What's with a knowledge graph?
Posted
The phrase Knowledge Graph has been gradually increasing in use ever since Google popularized the term to describe their repository of structured knowledge back in May 2012. I still encounter a lot of confusion about what a Knowledge Graph is and why they are worth investing in.
In my view, Knowledge Graphs play a critical role in connecting data. To start, let’s consider what a graph is and why it differs from traditional forms of data representation and storage. In my mind, there are two fundamental differences, grounded in the idea that a graph should be able to store anything we want without pre-existing configuration.
For the rest of this post, let’s discuss the shape of data: Consider how we normally structure data, in tables, as the Google Trends data above:
Month | “Knowledge Graph”: (United States) |
---|---|
2012-05 | 100 |
2012-06 | 14 |
2012-07 | 6 |
2012-08 | 10 |
2012-09 | 7 |
2012-10 | 9 |
2012-11 | 4 |
2012-12 | 10 |
The data has two columns, month and “Knowledge Graph”: (United States) which, looking at the trends we learn is the interest – out of 100 – for that month.

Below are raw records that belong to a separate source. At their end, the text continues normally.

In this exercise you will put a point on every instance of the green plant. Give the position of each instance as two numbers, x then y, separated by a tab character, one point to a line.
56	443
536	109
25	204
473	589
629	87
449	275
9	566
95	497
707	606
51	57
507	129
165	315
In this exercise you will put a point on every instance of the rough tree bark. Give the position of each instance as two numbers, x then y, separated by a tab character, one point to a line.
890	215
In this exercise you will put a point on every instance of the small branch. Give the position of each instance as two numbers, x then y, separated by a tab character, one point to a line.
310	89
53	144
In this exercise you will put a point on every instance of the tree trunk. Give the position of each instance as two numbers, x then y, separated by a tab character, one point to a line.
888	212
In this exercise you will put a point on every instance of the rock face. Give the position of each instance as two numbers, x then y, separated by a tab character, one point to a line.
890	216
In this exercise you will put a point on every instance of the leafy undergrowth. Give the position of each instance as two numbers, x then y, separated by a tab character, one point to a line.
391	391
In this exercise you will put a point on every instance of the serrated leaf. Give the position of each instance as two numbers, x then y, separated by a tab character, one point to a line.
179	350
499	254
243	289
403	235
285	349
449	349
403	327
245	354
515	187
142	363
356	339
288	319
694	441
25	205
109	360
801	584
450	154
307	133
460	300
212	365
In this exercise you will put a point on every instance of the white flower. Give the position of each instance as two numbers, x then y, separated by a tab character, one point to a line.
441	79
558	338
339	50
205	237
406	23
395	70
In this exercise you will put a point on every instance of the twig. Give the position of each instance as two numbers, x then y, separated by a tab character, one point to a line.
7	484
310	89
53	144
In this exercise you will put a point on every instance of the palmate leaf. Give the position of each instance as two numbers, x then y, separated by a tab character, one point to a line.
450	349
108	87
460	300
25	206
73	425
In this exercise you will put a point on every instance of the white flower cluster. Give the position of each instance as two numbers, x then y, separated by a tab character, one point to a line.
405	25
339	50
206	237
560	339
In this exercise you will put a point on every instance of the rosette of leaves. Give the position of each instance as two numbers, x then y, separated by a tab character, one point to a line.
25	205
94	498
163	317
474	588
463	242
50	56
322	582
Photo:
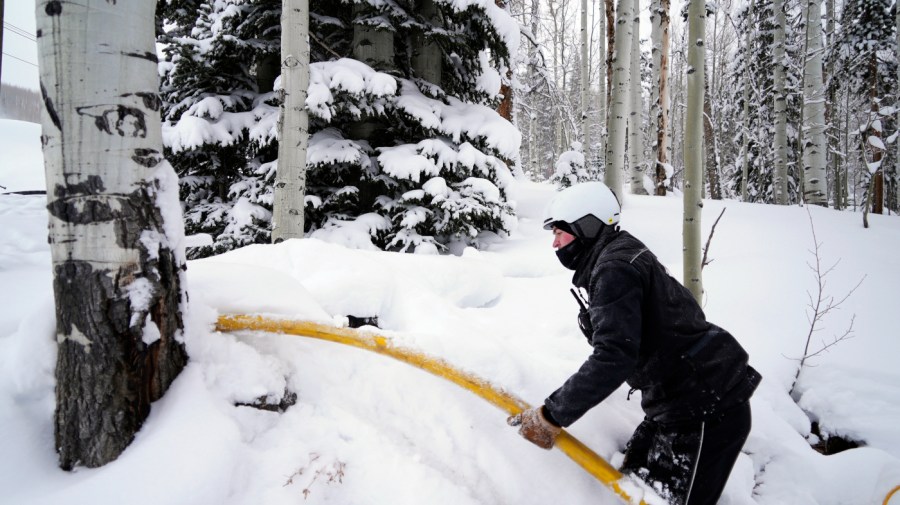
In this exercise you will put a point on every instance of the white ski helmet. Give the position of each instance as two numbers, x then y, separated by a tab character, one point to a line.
583	209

We can easily add other data points by adding additional columns (notice the values rebase to accommodate the far greater interest in Data Science as a search term)
Month | “Knowledge Graph”: (United States) | “Data Science”: (United States) |
---|---|---|
2012-04 | <1 | 9 |
2012-05 | 13 | 8 |
2012-06 | 2 | 6 |
2012-07 | 1 | 5 |
2012-08 | 2 | 10 |
2012-09 | 1 | 16 |
2012-10 | 2 | 12 |
Representing data in tables such as these works well for human interpretation, but has some implications:
- There is a row level connection between data points: in this example, each row is a month of data for two different facts: search interest for two different terms.

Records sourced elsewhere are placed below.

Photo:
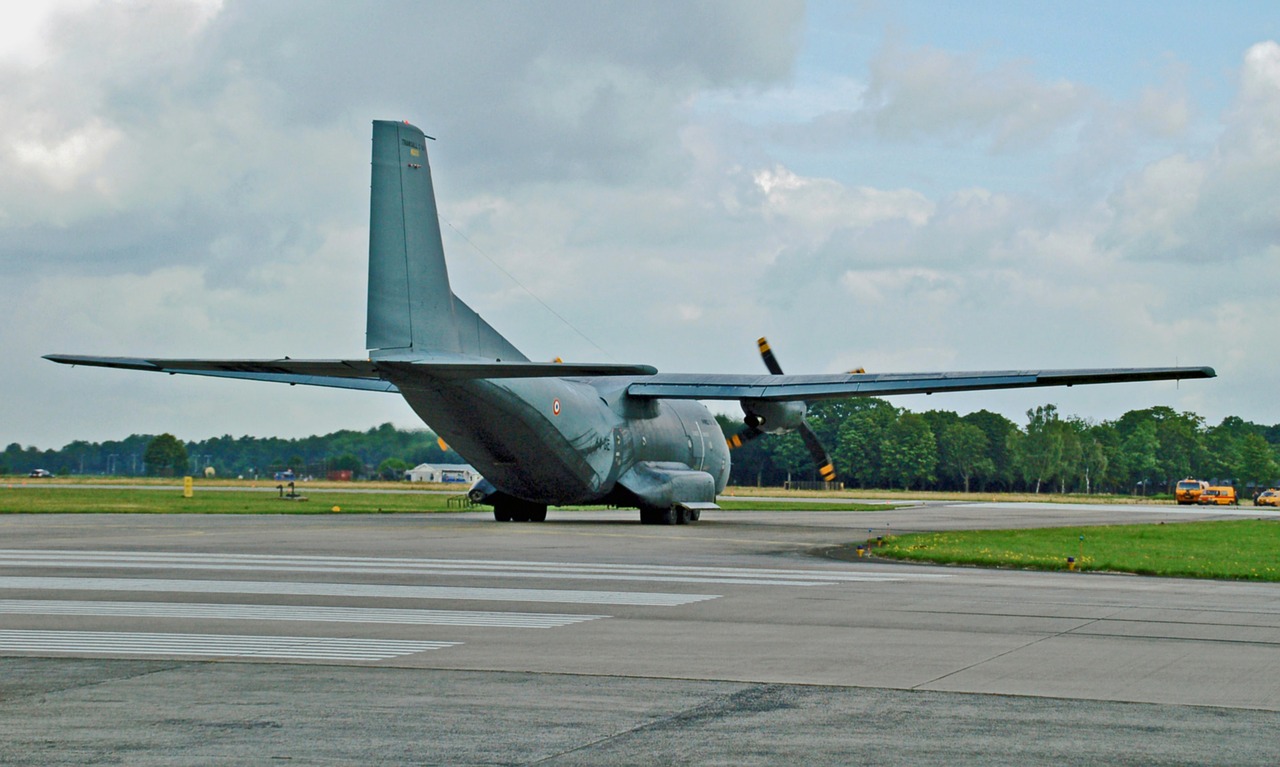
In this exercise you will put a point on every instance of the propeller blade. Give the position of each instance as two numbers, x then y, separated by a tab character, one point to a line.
826	469
819	453
769	360
743	437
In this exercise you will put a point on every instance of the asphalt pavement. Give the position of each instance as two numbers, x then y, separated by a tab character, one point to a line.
744	639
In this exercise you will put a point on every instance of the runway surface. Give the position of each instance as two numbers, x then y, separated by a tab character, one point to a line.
592	639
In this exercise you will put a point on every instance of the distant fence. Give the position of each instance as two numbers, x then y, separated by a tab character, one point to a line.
813	485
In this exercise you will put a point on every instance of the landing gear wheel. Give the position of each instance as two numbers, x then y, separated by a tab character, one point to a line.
512	510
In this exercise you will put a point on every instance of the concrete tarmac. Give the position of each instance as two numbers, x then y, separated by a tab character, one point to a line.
133	639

- If we don’t have the data for a particular month, we must leave the cell blank, potentially making our table increasingly sparse as it widens.

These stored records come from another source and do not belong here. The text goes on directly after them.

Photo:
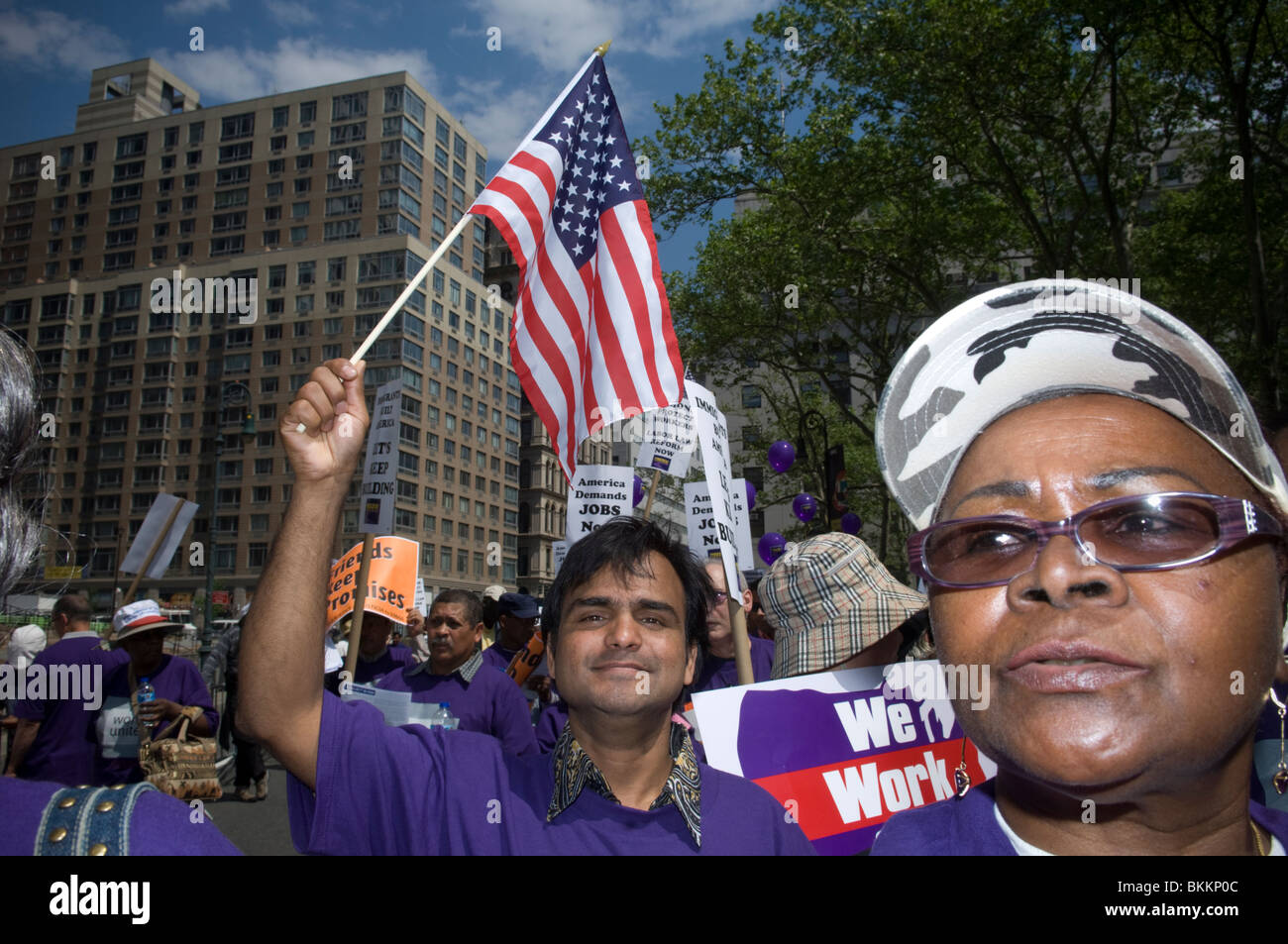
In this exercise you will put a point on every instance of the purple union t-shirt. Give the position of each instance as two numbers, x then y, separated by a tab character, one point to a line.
488	703
415	790
116	730
63	750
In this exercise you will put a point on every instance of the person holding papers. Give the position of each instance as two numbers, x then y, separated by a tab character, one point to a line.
622	621
482	698
1104	535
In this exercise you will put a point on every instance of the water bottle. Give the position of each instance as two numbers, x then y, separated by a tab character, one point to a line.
446	719
146	695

- A new table is required to represent the data that is structured by something other than month.
- There is an implicit sort order in the table (by month). The wider and longer a table gets the more likely we will need to access by something other than month, requiring us to either scan the whole table or define and manage a secondary index on the table to speed up access.
- Software must be built to accommodate tables of any width (or force a hard limit on width). This complicates design and implementation.
These limitations mean that it is not possible for table-based systems (the pre-eminent data storage model of today) to store arbitrary data without some degree of design ahead of storage to create a schema of collaborating tables. In a relational database this is strictly enforced (the data must fit the schema). In big data systems such as Hadoop the table is defined as data is stored and then relationships between them managed at query time.
If ever wider tables are not a workable answer, what is?
Well, what if the tables are only ever three columns, guaranteed? Can we model and store any arbitrary data in that form? It turns out we can, and that’s the underlying storage model for a knowledge graph: one fact per row. The three columns are:
- Subject – the thing we want to talk about
- Predicate – the attribute of the thing
- Object – the fact
Considering the month of May & June 2012, above, we might represent the search interest for the two topics in the following way:
Subject | Predicate | Object |
---|---|---|
Search_Interest_2012_05 | KG_Count | 13 |
Search_Interest_2012_05 | DS_Count | 8 |
Search_Interest_2012_06 | KG_Count | 2 |
Search_Interest_2012_06 | DS_Count | 6 |
A first glance this might seem like a very repetitive way of storing & representing data. That’s correct. But consider the benefits:
- Since the system knows that the data will only ever have three columns it can be optimized for storage and retrieval of the data. (Compression techniques can be used to remove a lot of that repetition in storage).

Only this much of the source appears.